Sort (cost=45.12..45.75 rows=252 width=40) (actual time=1.2..1.2 rows=12 loops=1)
  -> HashAggregate (cost=30.15..32.92 rows=252 width=40) (actual time=1.1..1.1 rows=12 loops=1)
     -> Index Scan using idx_standups_project_created on standups s
          (cost=0.43..25.88 rows=252 width=48) (actual time=0.1..0.9 rows=248 loops=1)
        Index Cond: ((project_id = $1) AND (created_at >= (now() - '90 days'::interval)))
Planning time: 0.9 ms
Execution time: 1.4 ms

Result: 187ms → 1.4ms (99.2% improvement)

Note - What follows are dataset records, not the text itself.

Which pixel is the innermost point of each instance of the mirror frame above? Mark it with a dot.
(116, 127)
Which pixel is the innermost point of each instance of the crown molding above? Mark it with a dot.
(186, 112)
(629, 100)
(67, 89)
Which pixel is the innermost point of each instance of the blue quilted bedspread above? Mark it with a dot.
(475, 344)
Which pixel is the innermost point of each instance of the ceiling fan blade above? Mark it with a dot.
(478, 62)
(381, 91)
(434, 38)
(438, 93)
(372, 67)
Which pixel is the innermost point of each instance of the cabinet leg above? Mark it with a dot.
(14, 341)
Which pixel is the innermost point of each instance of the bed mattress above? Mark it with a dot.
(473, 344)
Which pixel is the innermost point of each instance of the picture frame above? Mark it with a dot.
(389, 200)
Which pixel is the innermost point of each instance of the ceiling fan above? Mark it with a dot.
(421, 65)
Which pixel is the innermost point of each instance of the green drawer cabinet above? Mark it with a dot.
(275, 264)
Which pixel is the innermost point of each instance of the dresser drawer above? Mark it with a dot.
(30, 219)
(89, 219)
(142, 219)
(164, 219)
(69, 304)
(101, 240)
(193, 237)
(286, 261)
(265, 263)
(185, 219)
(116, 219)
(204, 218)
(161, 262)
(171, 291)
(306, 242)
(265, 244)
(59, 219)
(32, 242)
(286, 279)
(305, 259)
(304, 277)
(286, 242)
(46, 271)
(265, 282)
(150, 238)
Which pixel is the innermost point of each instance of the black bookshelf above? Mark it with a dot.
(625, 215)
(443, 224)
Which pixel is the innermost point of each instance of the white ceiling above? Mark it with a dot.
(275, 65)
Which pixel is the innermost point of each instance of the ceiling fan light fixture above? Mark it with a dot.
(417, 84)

Query 3: Message History Pagination

Endpoint: GET /api/v1/messages/{conversationId}?page=N

Query:

SELECT m.id, m.content, m.sent_at, m.is_read,
       u.id AS sender_id, u.display_name AS sender_name
FROM messages m
JOIN users u ON u.id = m.sender_id
WHERE m.conversation_id = $1
ORDER BY m.sent_at DESC
LIMIT 50 OFFSET $2;

BEFORE:

Limit (cost=4231.50..4231.63 rows=50 width=120) (actual time=94.2..94.2 rows=50 loops=1)
  -> Sort (cost=4231.50..4256.50 rows=10000 width=120) (actual time=94.1..94.1 rows=50 loops=1)
     Sort Key: m.sent_at DESC
     Sort Method: external merge Disk: 1248kB
     -> Hash Join (cost=1.50..3200.00 rows=10000 width=120) (actual time=0.4..88.1 rows=9800 loops=1)
        -> Seq Scan on messages m (cost=0.00..3000.00 rows=10000 width=88)
             (actual time=0.2..62.3 rows=9800 loops=1)
           Filter: (conversation_id = $1)
Planning time: 2.4 ms
Execution time: 94.5 ms

Fix: Composite index on (conversation_id, sent_at DESC):

CREATE INDEX idx_messages_conversation_sent
ON messages (conversation_id, sent_at DESC);

AFTER:

Limit (cost=0.43..12.93 rows=50 width=120) (actual time=0.3..0.8 rows=50 loops=1)
  -> Index Scan using idx_messages_conversation_sent on messages m
       (cost=0.43..2456.93 rows=9800 width=120) (actual time=0.3..0.7 rows=50 loops=1)
     Index Cond: (conversation_id = $1)
Planning time: 0.8 ms
Execution time: 0.9 ms

Result: 94ms → 0.9ms (99% improvement)


Summary

Query Before After Improvement Index Type
Freelancer Discovery (pgvector) 313ms 4.6ms 98.5% IVFFlat (lists=100)
Standup Analytics Aggregation 187ms 1.4ms 99.2% Composite (project_id, created_at DESC)
Message History Pagination 94ms 0.9ms 99% Composite (conversation_id, sent_at DESC)

All three indexes were added in EF Core migrations in backend/src/Loopless.Infrastructure/Persistence/Migrations/.